何?この説明?「半過去ですと、回想の中の漠然とした過去」ってどういう意味だろうか?半過去形は、ここではたんに私がこの声で目を覚まされたときに、聞こえていたという意味、つまり複合過去形で明確に示された過去のある時点で進行中の行為を意味しているのであって、「回想の中の漠然とした過去」ではない。「しかも何回か言っていた可能性があるのです」という説明がその後についているが、これもどういう意味なのか理解できない。

フランス語の動詞、とくに過去時制は使い方がなかなか難しい。とくに複合過去形と半過去形の使い分けがそうだ。これをこの著者は複合過去形は「点の過去」、半過去形は「線の過去」と説明しているところが、まず本質を見誤っていることを如実に示している。スペイン語文法の影響なのかどうか知らないが、こういう説明の仕方をする人がいるが、そういう人たちは両者の違いを分かっていないのだろう。例えば次のような日本文は「点の過去」とか「線の過去」という説明だと、同じように半過去形で表すことになるだろうが、実際には、①は複合過去形、②は半過去形になる。

①「私は二年間東京に住んでいた。」
②「私はその頃東京に住んでいた。」

両者の違いは、(ここが説明しにくいところだが)過去のことを物語る話者の視点が現在にあるのが複合過去形で、過去のある時点にあるのが半過去形というところにある。

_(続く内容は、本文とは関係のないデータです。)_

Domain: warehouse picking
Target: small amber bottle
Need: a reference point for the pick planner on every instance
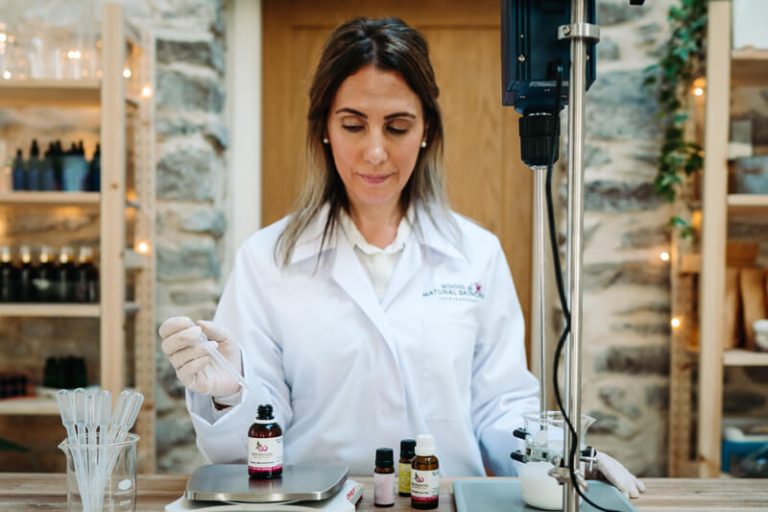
(425, 475)
(265, 446)
(384, 478)
(404, 466)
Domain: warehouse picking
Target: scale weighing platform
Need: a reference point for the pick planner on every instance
(228, 487)
(506, 496)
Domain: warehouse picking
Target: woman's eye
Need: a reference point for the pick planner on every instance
(397, 130)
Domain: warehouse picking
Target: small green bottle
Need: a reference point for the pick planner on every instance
(407, 454)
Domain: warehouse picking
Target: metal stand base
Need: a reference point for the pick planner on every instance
(494, 495)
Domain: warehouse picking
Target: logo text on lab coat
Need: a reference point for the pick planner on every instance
(473, 292)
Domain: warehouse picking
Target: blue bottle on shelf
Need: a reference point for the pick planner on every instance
(34, 166)
(19, 172)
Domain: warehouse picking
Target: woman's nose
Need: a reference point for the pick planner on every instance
(375, 152)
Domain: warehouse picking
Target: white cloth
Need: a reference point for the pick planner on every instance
(442, 353)
(379, 263)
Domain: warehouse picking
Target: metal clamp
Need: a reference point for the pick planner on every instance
(563, 475)
(579, 31)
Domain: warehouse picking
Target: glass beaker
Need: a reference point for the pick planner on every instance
(101, 477)
(546, 431)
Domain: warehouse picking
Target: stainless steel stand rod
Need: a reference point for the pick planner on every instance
(538, 293)
(576, 90)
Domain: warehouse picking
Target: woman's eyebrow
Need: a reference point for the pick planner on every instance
(399, 114)
(351, 111)
(347, 110)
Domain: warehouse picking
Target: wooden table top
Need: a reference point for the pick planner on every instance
(22, 492)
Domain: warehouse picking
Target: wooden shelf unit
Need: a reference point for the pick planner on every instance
(698, 282)
(29, 406)
(50, 93)
(50, 198)
(113, 94)
(749, 67)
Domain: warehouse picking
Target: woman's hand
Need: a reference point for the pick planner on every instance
(620, 477)
(184, 344)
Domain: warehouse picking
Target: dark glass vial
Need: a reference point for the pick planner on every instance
(44, 277)
(425, 475)
(384, 478)
(9, 276)
(265, 445)
(26, 270)
(404, 466)
(86, 277)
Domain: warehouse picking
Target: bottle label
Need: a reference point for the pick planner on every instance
(383, 488)
(265, 454)
(425, 485)
(403, 478)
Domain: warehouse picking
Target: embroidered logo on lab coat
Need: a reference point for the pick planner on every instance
(456, 292)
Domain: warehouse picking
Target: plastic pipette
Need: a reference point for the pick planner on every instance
(210, 346)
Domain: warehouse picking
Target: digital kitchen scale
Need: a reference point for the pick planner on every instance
(494, 495)
(231, 483)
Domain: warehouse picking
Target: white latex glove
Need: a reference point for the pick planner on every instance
(183, 343)
(619, 476)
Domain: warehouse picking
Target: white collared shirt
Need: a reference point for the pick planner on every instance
(379, 263)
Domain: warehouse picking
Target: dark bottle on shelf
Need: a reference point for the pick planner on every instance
(57, 160)
(65, 275)
(44, 277)
(265, 445)
(9, 276)
(86, 282)
(93, 181)
(19, 172)
(26, 291)
(34, 165)
(46, 175)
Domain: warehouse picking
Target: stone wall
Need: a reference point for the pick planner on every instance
(626, 286)
(191, 186)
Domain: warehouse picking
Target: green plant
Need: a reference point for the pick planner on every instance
(681, 63)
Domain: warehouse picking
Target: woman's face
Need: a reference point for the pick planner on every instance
(375, 128)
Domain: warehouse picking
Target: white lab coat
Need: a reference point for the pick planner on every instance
(442, 353)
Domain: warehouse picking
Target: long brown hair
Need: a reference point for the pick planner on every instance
(389, 44)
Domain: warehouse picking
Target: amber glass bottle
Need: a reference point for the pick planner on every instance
(425, 475)
(265, 445)
(384, 478)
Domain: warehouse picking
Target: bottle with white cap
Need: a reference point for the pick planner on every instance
(425, 475)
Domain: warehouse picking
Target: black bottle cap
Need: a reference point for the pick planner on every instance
(384, 458)
(264, 412)
(407, 448)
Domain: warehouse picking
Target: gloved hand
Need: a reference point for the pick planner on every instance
(183, 343)
(617, 475)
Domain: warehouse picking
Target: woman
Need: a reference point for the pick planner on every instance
(372, 313)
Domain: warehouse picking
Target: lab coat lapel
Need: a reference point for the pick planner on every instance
(349, 274)
(407, 265)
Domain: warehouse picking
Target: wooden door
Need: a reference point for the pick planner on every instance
(486, 180)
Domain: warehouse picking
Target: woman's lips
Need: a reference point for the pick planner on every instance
(374, 179)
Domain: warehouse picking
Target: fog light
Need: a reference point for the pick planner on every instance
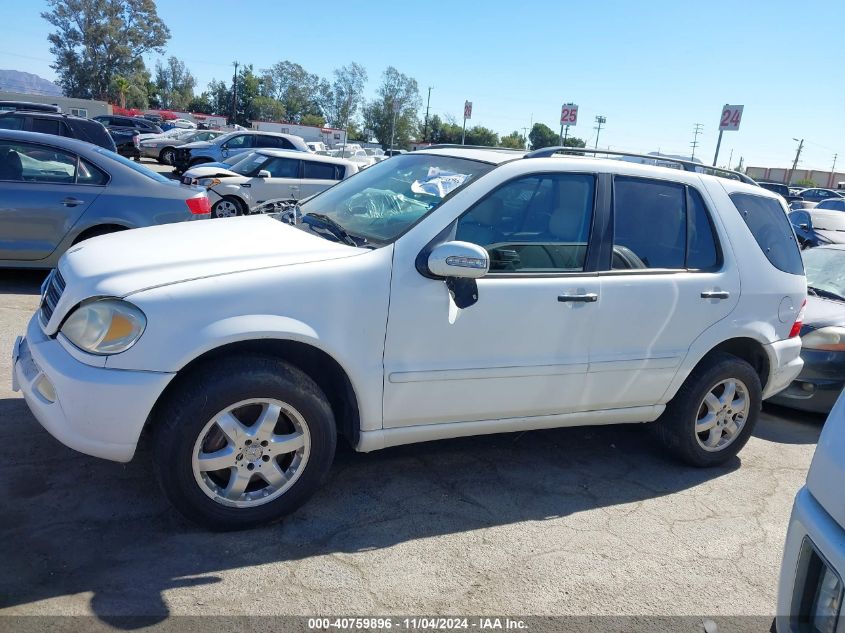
(45, 388)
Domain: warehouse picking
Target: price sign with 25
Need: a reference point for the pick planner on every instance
(569, 114)
(731, 116)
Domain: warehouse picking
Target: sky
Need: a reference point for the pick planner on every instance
(653, 68)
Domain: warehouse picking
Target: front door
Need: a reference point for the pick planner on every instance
(523, 349)
(43, 192)
(666, 284)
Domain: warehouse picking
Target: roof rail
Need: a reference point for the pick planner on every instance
(686, 165)
(459, 146)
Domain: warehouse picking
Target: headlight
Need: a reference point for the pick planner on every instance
(105, 326)
(831, 339)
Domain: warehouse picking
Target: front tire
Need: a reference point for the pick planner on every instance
(714, 412)
(243, 442)
(227, 207)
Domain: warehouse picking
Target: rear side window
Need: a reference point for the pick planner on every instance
(771, 229)
(320, 171)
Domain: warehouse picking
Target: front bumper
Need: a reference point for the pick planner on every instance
(818, 385)
(93, 410)
(808, 521)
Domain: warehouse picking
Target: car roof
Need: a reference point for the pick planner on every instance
(292, 153)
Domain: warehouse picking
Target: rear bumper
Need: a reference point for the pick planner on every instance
(93, 410)
(808, 521)
(818, 385)
(785, 364)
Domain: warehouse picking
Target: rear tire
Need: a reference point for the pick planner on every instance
(227, 207)
(714, 412)
(195, 424)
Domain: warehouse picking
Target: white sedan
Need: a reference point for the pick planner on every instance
(265, 175)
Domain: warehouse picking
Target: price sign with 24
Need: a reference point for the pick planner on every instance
(731, 116)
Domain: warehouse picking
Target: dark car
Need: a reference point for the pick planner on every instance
(58, 125)
(780, 188)
(7, 106)
(127, 143)
(117, 122)
(814, 227)
(822, 334)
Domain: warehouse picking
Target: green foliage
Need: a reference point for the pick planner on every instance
(98, 40)
(542, 135)
(174, 84)
(379, 115)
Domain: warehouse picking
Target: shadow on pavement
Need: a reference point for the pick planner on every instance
(21, 281)
(72, 523)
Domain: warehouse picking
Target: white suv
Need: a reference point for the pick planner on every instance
(441, 293)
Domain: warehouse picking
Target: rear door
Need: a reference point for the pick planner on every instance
(318, 176)
(43, 192)
(667, 280)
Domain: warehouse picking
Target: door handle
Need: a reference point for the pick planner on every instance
(589, 297)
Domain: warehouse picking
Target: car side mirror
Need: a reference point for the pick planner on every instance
(460, 260)
(460, 264)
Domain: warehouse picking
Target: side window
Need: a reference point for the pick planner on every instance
(534, 224)
(283, 168)
(649, 224)
(702, 253)
(88, 174)
(319, 171)
(11, 123)
(771, 229)
(23, 162)
(47, 126)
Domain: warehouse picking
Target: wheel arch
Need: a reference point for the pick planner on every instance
(319, 365)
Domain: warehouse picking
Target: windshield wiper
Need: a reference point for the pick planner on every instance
(827, 294)
(321, 223)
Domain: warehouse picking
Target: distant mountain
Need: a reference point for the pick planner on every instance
(27, 83)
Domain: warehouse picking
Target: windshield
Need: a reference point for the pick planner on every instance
(249, 165)
(384, 200)
(825, 269)
(146, 171)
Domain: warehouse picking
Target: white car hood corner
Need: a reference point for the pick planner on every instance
(122, 263)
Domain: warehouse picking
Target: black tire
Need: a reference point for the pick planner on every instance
(676, 426)
(199, 397)
(215, 208)
(167, 156)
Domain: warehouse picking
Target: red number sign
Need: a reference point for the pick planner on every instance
(731, 117)
(569, 114)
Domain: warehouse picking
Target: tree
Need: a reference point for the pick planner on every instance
(175, 84)
(341, 101)
(479, 135)
(514, 140)
(298, 90)
(97, 40)
(542, 135)
(379, 115)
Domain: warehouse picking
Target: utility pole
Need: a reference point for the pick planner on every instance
(425, 125)
(795, 163)
(235, 94)
(600, 120)
(694, 144)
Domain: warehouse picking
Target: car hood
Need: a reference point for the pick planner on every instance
(209, 170)
(821, 312)
(123, 263)
(827, 472)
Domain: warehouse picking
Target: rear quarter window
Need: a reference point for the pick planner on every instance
(771, 229)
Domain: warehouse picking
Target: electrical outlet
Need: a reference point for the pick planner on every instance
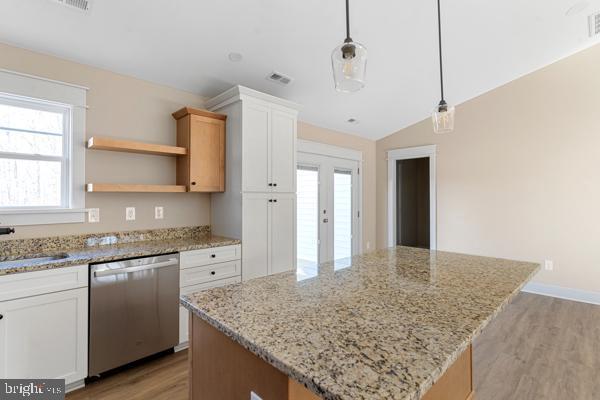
(130, 214)
(93, 215)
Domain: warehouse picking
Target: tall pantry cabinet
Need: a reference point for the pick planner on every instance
(259, 203)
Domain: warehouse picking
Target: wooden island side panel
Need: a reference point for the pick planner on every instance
(221, 369)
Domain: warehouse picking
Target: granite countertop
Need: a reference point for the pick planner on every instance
(157, 242)
(385, 325)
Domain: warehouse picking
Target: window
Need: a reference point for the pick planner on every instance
(42, 150)
(34, 154)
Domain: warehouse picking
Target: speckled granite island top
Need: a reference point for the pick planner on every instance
(95, 248)
(385, 325)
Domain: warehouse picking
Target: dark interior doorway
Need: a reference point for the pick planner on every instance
(412, 224)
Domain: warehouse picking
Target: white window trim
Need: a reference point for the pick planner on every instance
(74, 96)
(310, 147)
(430, 152)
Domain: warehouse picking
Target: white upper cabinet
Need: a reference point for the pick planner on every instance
(256, 148)
(283, 152)
(259, 203)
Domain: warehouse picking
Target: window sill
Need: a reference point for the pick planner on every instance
(42, 217)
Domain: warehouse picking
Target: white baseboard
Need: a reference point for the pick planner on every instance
(181, 346)
(560, 292)
(74, 386)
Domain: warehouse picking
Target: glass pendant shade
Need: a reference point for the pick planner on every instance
(443, 118)
(349, 63)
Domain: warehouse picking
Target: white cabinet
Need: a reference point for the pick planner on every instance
(283, 152)
(255, 148)
(261, 149)
(45, 335)
(269, 234)
(283, 234)
(204, 269)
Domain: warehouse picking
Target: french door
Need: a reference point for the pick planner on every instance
(327, 211)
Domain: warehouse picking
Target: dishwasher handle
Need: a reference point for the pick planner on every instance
(108, 272)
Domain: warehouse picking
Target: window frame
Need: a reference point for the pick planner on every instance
(64, 159)
(52, 95)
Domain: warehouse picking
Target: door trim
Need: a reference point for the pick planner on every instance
(327, 150)
(408, 153)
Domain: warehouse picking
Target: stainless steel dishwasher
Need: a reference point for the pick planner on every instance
(134, 310)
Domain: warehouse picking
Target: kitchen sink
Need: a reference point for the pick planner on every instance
(19, 262)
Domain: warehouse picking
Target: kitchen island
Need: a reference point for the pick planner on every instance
(392, 324)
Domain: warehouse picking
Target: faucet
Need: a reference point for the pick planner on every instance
(7, 231)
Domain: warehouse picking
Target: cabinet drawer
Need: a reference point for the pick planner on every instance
(209, 273)
(25, 284)
(196, 258)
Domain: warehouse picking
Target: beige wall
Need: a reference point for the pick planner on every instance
(520, 176)
(322, 135)
(122, 107)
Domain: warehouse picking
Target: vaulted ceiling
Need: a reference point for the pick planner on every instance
(186, 43)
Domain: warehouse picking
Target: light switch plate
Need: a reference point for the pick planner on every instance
(130, 214)
(93, 215)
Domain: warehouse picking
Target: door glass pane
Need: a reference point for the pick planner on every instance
(308, 221)
(342, 214)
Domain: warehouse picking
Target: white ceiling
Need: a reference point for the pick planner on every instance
(185, 44)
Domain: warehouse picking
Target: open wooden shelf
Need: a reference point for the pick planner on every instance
(129, 146)
(128, 188)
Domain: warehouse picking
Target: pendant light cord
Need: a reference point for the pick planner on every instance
(440, 50)
(348, 21)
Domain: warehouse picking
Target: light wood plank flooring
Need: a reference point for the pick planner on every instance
(539, 348)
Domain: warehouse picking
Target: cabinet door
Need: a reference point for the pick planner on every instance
(207, 154)
(283, 233)
(255, 235)
(45, 336)
(283, 152)
(256, 148)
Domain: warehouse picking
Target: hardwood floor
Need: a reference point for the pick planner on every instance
(164, 378)
(539, 348)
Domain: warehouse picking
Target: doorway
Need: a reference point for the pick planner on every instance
(412, 197)
(412, 203)
(328, 207)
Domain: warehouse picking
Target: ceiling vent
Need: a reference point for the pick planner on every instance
(279, 78)
(81, 5)
(594, 22)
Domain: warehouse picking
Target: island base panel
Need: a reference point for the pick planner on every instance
(221, 369)
(457, 381)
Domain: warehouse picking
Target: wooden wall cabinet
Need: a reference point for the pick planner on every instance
(202, 169)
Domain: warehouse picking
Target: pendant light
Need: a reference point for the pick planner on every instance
(349, 62)
(443, 114)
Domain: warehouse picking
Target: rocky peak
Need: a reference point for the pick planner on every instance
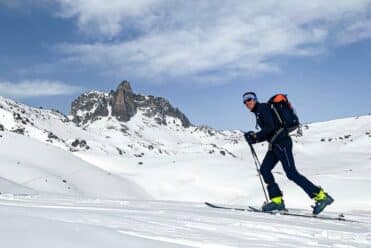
(123, 104)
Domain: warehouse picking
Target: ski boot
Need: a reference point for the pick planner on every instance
(276, 204)
(322, 201)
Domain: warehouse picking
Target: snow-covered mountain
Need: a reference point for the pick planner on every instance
(125, 146)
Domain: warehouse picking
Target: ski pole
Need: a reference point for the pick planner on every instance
(257, 164)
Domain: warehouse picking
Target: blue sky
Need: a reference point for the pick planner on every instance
(202, 56)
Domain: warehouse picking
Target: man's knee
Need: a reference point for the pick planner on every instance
(293, 175)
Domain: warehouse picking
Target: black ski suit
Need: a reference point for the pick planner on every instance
(280, 149)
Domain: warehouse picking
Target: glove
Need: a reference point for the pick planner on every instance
(250, 137)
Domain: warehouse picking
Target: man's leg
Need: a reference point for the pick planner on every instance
(283, 152)
(266, 168)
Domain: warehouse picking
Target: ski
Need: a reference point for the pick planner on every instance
(340, 217)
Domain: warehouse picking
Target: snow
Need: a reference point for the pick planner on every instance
(141, 184)
(102, 223)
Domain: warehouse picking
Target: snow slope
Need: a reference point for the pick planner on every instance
(102, 223)
(143, 184)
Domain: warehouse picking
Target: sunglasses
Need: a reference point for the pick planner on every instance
(248, 100)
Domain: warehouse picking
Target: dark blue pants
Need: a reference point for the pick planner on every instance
(282, 151)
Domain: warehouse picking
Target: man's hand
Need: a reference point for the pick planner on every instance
(250, 137)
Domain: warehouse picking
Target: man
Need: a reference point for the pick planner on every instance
(280, 149)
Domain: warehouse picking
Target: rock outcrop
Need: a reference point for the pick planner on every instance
(123, 104)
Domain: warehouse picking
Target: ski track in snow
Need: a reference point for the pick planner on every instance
(69, 222)
(56, 195)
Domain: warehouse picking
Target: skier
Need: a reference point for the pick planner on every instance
(280, 149)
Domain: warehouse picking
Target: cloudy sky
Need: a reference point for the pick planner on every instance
(201, 55)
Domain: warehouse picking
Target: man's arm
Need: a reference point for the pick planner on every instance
(267, 124)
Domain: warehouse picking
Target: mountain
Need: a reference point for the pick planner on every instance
(123, 104)
(124, 168)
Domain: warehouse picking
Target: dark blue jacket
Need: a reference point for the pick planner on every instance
(267, 123)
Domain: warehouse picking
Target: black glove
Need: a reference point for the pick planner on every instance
(250, 137)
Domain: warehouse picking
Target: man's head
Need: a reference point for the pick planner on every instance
(250, 100)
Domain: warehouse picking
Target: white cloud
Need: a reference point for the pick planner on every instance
(170, 38)
(104, 17)
(36, 88)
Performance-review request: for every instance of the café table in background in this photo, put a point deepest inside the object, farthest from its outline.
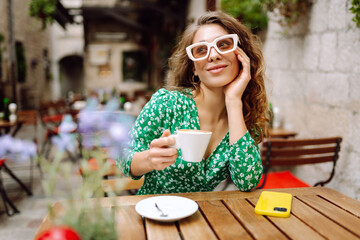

複合過去形は現在から過去をふりかえって回想しているイメージだ。だから東京に住むということがすでに終わったこととして、「二年間住んでいた」と言えるのだ。

他方、半過去形は、フランス語ではImparfaitといって、未完了を意味する。過去形なのに未完了?と変に思うかもしれないが、視点が現在ではなくて、過去のある時点に移っており、その時点でその行為が未完了、つまり進行中だということだ。言い換えると、過去のある時点で現在進行していることを意味する。過去の行為が行われている現場(現在)に立ち会っているイメージだ。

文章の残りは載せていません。